日本経済新聞社が実施した「人を活(い)かす会社」調査で、富士フイルムホールディングスが総合1位に輝いた。
同社は、東洋経済新報社の「CSR企業ランキング」でも2012年にトップに立ち、2013年も2位となっている。高く評価された社内制度を点検した。
出産や育児での退職者「見たことない」
日経新聞2013年11月4日付の記事によると、富士フイルムは「育児・介護」と「雇用・キャリア」の分野で首位だった。
具体的にどんな制度があるのか。同社ウェブサイトによると、育児休暇制度は「法律で義務化される以前」に導入していたという。育休を含めて、子どもが小学校3年生になるまでの間はさまざまな支援メニューを用意している。

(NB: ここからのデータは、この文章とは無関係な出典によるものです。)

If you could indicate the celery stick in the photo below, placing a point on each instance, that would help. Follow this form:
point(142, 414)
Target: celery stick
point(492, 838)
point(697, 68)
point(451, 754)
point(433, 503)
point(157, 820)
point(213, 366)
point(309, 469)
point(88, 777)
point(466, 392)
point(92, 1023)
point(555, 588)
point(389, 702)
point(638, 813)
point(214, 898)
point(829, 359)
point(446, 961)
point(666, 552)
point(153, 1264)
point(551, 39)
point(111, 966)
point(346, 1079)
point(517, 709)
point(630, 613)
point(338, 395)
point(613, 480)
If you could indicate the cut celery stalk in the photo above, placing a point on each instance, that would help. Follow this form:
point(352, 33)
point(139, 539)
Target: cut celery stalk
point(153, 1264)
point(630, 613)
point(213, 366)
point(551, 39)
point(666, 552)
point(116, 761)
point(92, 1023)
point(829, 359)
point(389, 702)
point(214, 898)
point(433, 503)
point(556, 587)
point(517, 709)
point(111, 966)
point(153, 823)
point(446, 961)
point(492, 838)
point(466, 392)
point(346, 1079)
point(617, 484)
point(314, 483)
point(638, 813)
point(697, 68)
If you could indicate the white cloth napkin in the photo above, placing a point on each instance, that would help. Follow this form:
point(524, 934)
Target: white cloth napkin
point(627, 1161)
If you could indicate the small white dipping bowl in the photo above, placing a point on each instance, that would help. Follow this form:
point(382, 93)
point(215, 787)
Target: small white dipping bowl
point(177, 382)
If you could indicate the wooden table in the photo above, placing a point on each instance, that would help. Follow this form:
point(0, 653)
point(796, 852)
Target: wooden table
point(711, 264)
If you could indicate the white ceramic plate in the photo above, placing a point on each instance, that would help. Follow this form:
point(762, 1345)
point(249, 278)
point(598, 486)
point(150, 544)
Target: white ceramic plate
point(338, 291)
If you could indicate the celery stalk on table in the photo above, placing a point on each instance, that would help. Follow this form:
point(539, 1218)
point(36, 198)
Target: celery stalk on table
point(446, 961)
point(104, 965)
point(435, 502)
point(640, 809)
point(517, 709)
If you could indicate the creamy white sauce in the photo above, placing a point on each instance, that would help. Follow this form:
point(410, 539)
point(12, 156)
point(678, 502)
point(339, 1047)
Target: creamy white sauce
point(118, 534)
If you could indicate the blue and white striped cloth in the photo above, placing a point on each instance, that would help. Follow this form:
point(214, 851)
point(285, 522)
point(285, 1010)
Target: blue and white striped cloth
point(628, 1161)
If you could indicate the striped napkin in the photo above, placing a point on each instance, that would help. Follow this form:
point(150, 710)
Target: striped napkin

例えば産前・出産・産後から1歳までは、「ストック休暇」の利用が可能だ。これは、有給休暇の失効分を60日まで積み立てることができる仕組みで、育児以外では介護やボランティア休暇としても認められる。その後は短時間勤務制度や看護休暇制度などが設けられている。育休は、子どもが3歳になるまでの最長2年間取得することが可能だ。さらに出産祝い金として、1人目は5万円、2人目は10万円、3人目以降は100万円を支給する制度も整えたと日経は伝えている。介護の場合も、最長で2年の休暇取得が許される。
この点、就活情報サイト「キャリコネ」で、富士フイルムの評判を探ってみると好意的な意見が多い。「出産・育児・介護などが発生した際に、今までと同じように働くことができると思いますか」との問いに、社員と思われる投稿者から「出産や育児で退社をする方は見たことがないくらい、みなさん休暇制度を利用して職場復帰されていました」との回答が書かれている。
日本を代表するCSR先進企業
「CSR企業ランキング・トップ700社」で、富士フイルムは2007年の第1回から常に上位にランクインしており、2012年はトップに立った。特に評価されたのが「企業統治+社会性」の項目だ。法令順守や内部統制の整備、社会貢献活動への取り組みなど2つの項目合わせて48点の評価事項があり、100点満点で98.4点と極めて高い点数だった。
2013年は総合でトヨタ自動車に首位を譲ったものの、わずか0.1点差と僅差の2位。企業統治+社会性と財務の項目ではトヨタを上回った。
2年続けて高得点をマークしたのは、「ビジネスの利益よりコンプライアンス優先」という行動規範の存在だ。2011年の東日本大震災発生の際に、水や泥をかぶった写真やアルバムの救済支援活動を実施、また低価格のデジタルカメラを開発して発展途上国で販売するビジネスを立ち上げたことも評価された。2013年3月25日付の東洋経済オンラインでは「日本を代表するCSR先進企業」との「お墨付き」を得ていた。
一方で課題は、女性管理職の少なさだ。2012年にはここが指摘され、2013年も「人材活用」の項目は他と比べて若干見劣りする。
日経新聞「人を活かす会社」調査では、回答企業の女性の部課長職の人数は2013年3月までの1年間で前年比1割増、なかには3.5倍に増やした企業もあるとした。安倍晋三首相は、成長戦略の一環として女性役員と管理職の増加を掲げており、「役員に1人は女性を登用していただきたい」と要望している。仕事と育児、介護の両立の面では積極的な支援をしている富士フイルムとしては、今後はこの点の強化が求められるだろう。